THE RECRUIT DISCHARGED: Somehow, we missed the news that the Netflix series “The Recruit,” about a young CIA lawyer who keeps getting into wild scrapes, had been cancelled after two seasons. The first season, starring Noah Centineo, started streaming in late 2022. It got decent Rotten Tomatoes ratings when it first came out and improved in season two which came online in 2025. However, when season one first streamed, The Dead Drop quoted a couple Cipher Brief experts as calling it “one of the dumbest things I’ve seen on TV” and suggesting that real CIA lawyers would be “mortified” by it. But while the public seemed to like it, the decision was announced not to go for an anticipated season 3 – without official explanation. Speculation was that the show was too costly to produce. Not enough buck for the bang, perhaps. Some scenes in the second season appeared to have been shot at CIA headquarters – suggesting that real CIA peeps were not so mortified about the show featuring a junior attorney engaging in gun battles, car chases and frequent fisticuffs.

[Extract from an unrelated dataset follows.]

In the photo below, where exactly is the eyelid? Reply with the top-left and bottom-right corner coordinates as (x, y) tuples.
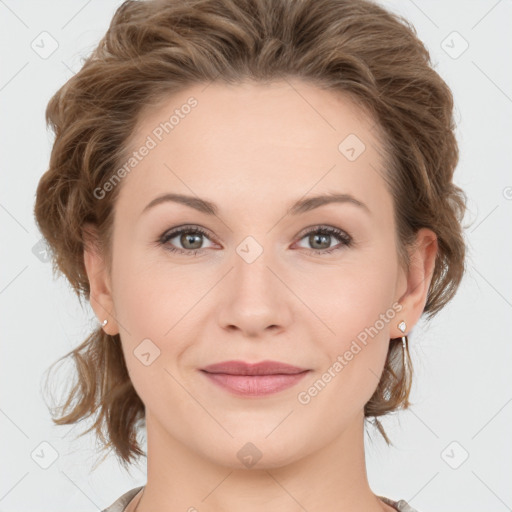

(PUT YOUR) BOMBS AWAY: With the explosion of the use of artificial intelligence, it’s good to see that some are erecting guardrails intended to protect national security. Anthropic recently announced that they have created tools that can help determine whether someone asking questions of their Claude AI search platform is just having “benign nuclear-related conversations” or if they might be asking questions that could help bad actors actually develop nuclear weapons. Anthropic says it’s been working with the National Nuclear Security Administration (NNSA) and the Department of Energy and that they are sharing their work on this with competitors as well. We asked ChatGPT if OpenAI had similar safeguards in place to filter incoming questions and to either refuse or redirect unsafe queries and we were told “yes.” ChatGPT offered to explain how AI distinguishes between legitimate scientific inquiries (e.g. learning about nuclear history or policy) and stuff like weapons design – but we passed. Sounded too much like rocket science to us.